Banana peels are rich in nitrogen, so they're great for balancing a carbon-heavy compost pile that is full of discarded corn stalks and dead leaves. But aside from banana peels, there are plenty of green materials that can give your compost pile a serious nitrogen boost. If you purchase a lot of fruit, perhaps for smoothie consumption or archery target practice, you should know that melon rinds are one of the best ways to add nitrogen that will feed the microbes inside your compost pile. While nitrogen is important in aiding in the decay of carbon-heavy materials, melon rinds contain plenty of other vital nutrients that will keep your soil in good health. Cantaloupes, honeydews, and watermelon rinds are packed with phosphorus, potassium, and calcium.
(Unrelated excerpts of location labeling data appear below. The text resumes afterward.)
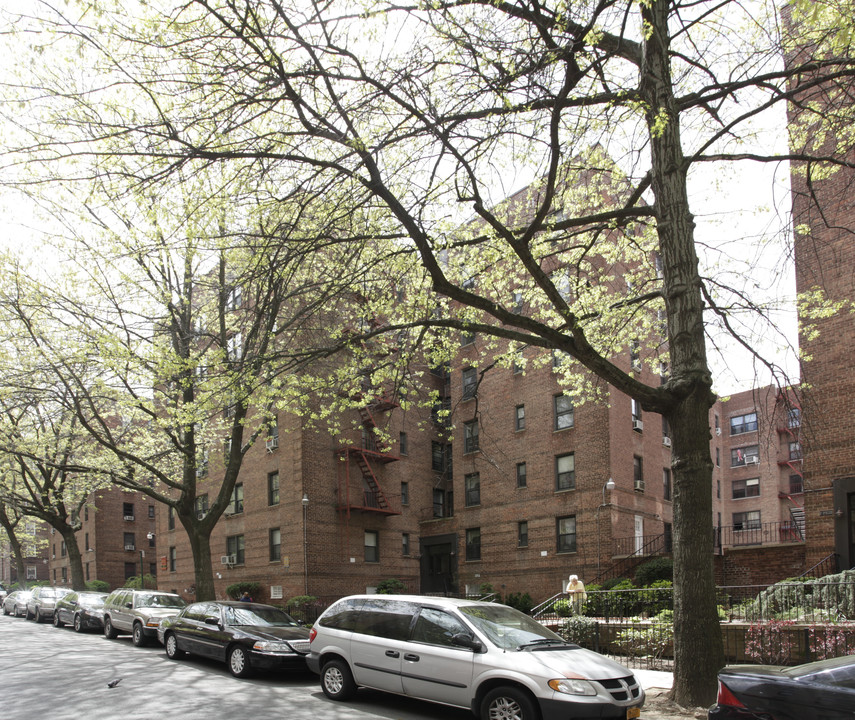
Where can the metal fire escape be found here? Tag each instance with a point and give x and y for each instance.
(364, 493)
(790, 431)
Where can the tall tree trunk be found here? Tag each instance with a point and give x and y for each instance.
(75, 559)
(698, 650)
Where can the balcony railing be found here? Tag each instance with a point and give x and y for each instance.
(773, 533)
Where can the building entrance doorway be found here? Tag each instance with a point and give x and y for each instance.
(439, 564)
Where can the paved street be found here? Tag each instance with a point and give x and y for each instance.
(58, 674)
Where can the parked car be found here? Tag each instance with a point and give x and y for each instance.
(487, 657)
(138, 613)
(42, 602)
(81, 610)
(823, 690)
(245, 635)
(15, 603)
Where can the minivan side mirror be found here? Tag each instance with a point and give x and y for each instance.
(466, 640)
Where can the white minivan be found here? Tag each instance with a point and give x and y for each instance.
(487, 657)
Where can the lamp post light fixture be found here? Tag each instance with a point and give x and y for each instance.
(305, 502)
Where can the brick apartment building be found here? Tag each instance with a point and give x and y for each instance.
(117, 540)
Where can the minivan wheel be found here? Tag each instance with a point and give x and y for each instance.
(109, 630)
(508, 703)
(238, 661)
(138, 636)
(337, 680)
(172, 650)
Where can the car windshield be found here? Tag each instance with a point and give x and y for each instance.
(270, 617)
(509, 629)
(160, 601)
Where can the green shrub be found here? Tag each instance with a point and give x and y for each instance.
(520, 601)
(654, 570)
(392, 586)
(235, 590)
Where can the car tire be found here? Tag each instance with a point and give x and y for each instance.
(238, 661)
(508, 703)
(138, 636)
(109, 631)
(337, 680)
(173, 652)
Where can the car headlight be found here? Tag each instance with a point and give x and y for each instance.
(271, 646)
(572, 686)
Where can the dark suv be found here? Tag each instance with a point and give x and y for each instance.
(138, 613)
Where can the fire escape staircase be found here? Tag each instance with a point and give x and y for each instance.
(370, 498)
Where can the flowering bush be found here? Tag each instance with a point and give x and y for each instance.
(770, 643)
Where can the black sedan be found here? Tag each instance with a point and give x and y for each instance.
(81, 610)
(823, 690)
(245, 635)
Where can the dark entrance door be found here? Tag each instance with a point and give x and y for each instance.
(439, 566)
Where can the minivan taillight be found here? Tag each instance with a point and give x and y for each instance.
(726, 697)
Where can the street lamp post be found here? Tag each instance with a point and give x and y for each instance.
(305, 502)
(608, 485)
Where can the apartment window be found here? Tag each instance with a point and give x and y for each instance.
(273, 488)
(565, 472)
(563, 405)
(236, 545)
(472, 485)
(473, 543)
(796, 485)
(236, 504)
(746, 488)
(565, 530)
(522, 533)
(747, 520)
(470, 383)
(522, 472)
(743, 423)
(470, 436)
(637, 473)
(201, 506)
(749, 455)
(372, 546)
(275, 542)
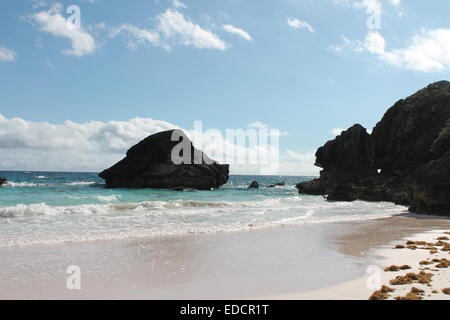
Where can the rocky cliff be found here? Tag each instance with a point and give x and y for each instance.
(405, 160)
(149, 164)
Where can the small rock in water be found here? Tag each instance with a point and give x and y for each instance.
(278, 184)
(254, 185)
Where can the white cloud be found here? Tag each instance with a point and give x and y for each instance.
(136, 36)
(176, 29)
(173, 28)
(395, 3)
(178, 4)
(298, 24)
(7, 55)
(94, 146)
(427, 52)
(51, 21)
(237, 31)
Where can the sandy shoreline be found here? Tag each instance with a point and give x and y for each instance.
(322, 261)
(386, 260)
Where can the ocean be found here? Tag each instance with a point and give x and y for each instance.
(46, 208)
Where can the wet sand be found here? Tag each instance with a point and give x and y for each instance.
(284, 262)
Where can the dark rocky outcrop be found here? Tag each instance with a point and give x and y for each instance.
(278, 184)
(406, 159)
(254, 185)
(3, 181)
(149, 164)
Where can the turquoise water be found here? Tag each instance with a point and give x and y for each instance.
(54, 207)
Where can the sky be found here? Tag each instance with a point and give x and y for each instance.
(81, 81)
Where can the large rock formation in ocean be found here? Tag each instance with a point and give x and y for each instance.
(406, 158)
(3, 181)
(150, 164)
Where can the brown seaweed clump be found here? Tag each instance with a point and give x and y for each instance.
(443, 263)
(381, 294)
(414, 294)
(394, 268)
(421, 277)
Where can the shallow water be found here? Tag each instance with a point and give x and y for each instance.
(53, 207)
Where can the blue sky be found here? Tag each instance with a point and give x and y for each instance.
(305, 67)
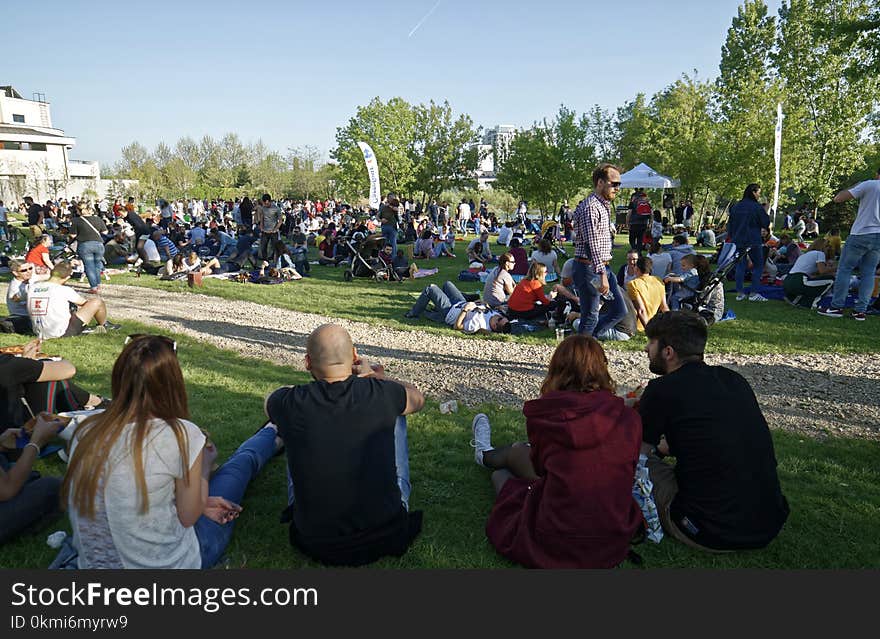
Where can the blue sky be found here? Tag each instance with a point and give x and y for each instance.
(291, 72)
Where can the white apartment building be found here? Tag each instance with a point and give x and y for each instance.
(493, 151)
(34, 156)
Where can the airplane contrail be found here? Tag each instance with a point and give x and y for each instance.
(422, 21)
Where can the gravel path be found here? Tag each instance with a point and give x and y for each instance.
(813, 394)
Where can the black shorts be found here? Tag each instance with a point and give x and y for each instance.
(74, 326)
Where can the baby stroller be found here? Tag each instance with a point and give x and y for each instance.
(699, 301)
(365, 261)
(550, 232)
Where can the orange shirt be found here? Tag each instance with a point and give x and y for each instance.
(525, 294)
(35, 255)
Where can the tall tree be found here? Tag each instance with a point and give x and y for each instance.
(748, 89)
(635, 133)
(550, 162)
(829, 111)
(389, 129)
(444, 151)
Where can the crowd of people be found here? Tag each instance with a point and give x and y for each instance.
(142, 489)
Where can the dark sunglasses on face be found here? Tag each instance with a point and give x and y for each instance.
(137, 336)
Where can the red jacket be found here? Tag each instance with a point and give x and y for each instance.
(580, 513)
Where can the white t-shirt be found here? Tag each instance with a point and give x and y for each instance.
(868, 219)
(661, 263)
(808, 262)
(120, 536)
(547, 259)
(49, 308)
(151, 251)
(473, 321)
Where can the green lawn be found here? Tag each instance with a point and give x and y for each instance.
(760, 328)
(833, 485)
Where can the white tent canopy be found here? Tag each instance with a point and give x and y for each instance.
(644, 177)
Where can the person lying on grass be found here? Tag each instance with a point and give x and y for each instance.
(451, 308)
(139, 487)
(25, 497)
(564, 499)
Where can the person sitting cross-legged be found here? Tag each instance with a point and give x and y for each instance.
(647, 293)
(157, 505)
(564, 499)
(723, 492)
(25, 497)
(347, 456)
(49, 307)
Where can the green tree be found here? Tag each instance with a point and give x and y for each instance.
(829, 111)
(444, 151)
(550, 162)
(634, 137)
(389, 129)
(683, 133)
(747, 91)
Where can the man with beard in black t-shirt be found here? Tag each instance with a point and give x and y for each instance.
(723, 492)
(347, 458)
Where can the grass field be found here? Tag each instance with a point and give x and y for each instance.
(771, 327)
(833, 485)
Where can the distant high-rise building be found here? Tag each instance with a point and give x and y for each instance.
(493, 151)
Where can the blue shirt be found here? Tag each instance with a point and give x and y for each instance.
(166, 247)
(747, 218)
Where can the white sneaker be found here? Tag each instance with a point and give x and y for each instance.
(482, 440)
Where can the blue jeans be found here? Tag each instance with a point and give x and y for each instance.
(92, 255)
(860, 252)
(389, 232)
(585, 282)
(230, 482)
(612, 335)
(443, 300)
(401, 462)
(756, 254)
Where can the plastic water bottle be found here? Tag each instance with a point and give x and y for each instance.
(56, 539)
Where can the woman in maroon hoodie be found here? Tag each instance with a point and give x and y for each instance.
(565, 497)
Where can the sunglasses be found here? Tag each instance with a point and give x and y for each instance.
(136, 336)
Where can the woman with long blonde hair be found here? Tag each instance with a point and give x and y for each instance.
(564, 499)
(528, 302)
(137, 487)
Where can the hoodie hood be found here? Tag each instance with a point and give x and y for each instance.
(575, 419)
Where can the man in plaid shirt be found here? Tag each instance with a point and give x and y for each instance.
(591, 274)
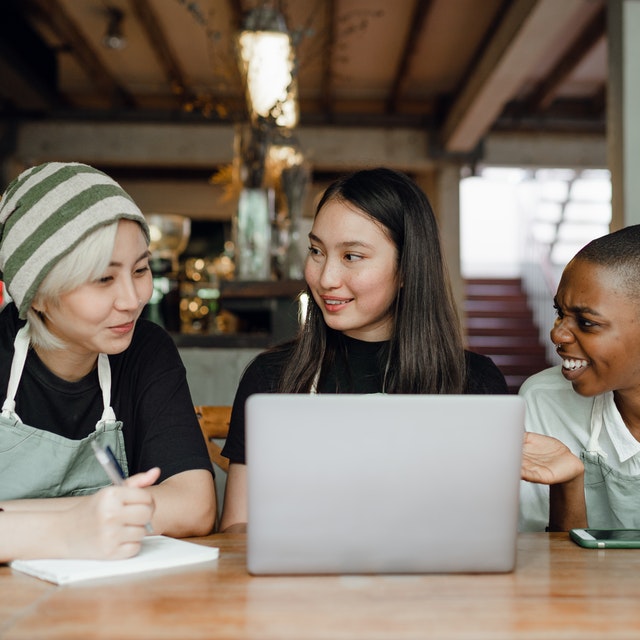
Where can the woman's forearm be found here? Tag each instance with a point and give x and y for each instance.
(567, 505)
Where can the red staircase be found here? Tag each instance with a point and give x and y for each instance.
(500, 324)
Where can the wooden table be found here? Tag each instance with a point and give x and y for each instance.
(558, 590)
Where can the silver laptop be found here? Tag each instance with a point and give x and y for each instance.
(354, 484)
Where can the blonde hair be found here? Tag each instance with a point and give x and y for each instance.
(86, 262)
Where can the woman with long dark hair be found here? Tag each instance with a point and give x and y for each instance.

The process of composting melon rinds

When you make your own DIY compost, you don't want to overwhelm your pile with too much green material. Your melon rinds will decompose faster if you cut them up into tiny pieces. Then place a layer of carbon-rich material, like grass clippings or leaves, on top of your rinds. These segments should fully break down within a couple months. If your material is not decomposing fast enough, try stirring the pile every couple weeks. You can mix the organic material with a shovel or a stick.

Your melon will feed microorganisms in the pile, and in turn, those microorganisms will produce heat. You can use a Greenco compost soil thermometer to check the temperature, and make sure it doesn't go over about 160 degrees Fahrenheit. Just stab its long stem into the pile and wait a few minutes for the needle to settle on the dial. You can turn the compost to increase airflow to the microbes, which should increase the temperature.

If you use melons that contain seeds, there is a good chance that they will germinate in your garden when you use the compost soil as fertilizer. To mitigate this issue, you can either purchase seedless melons or keep your compost pile above 145 degrees Fahrenheit. After you buy your melons, make sure to remove any stickers, which are just one of several things you never want to add to a compost heap.

Other ways to maintain homeostasis when composting melon rinds

If you treat your compost pile like a garbage bin, there's a good chance you'll end up with a dry pile of sticks and stems or a hot, wreaking mound of wet garbage. Compost piles need to be planned and maintained, and the material that goes in must be curated, otherwise you'll disrupt the sensitive balance between nitrogen and carbon. It's important to remember that melon rinds contain a lot of water. For instance, watermelon rinds are over 80% water, which makes them a welcome addition to a pile that is full of materials like dry hay and grass clippings, to keep it in balance and not too dry or too wet. Microbes will thrive best in a moderate, damp environment.

You might need to limit the amount of melon rinds you add if your pile is already full of green materials. When a compost pile becomes waterlogged, the microbes will suffocate, and the pile will become slimy and smelly. If your pile has the appropriate level of moisture, you should be able to squeeze a few droplets of water out of a handful of compost. Stir the pile or even cover it with a tarp if the handful is soaked. If the handful is dry, you can water the pile with a hose and stir it.

A healthy compost pile needs to be roughly three parts brown material (carbon-rich) and one part green material (nitrogen-rich). Nitrogen-packed melon rings help microbes synthesize protein and grow. If you have too much nitrogen in your pile, the microbes won't be able to consume all of it, and the excess will be aerobically converted into foul-smelling ammonia gas.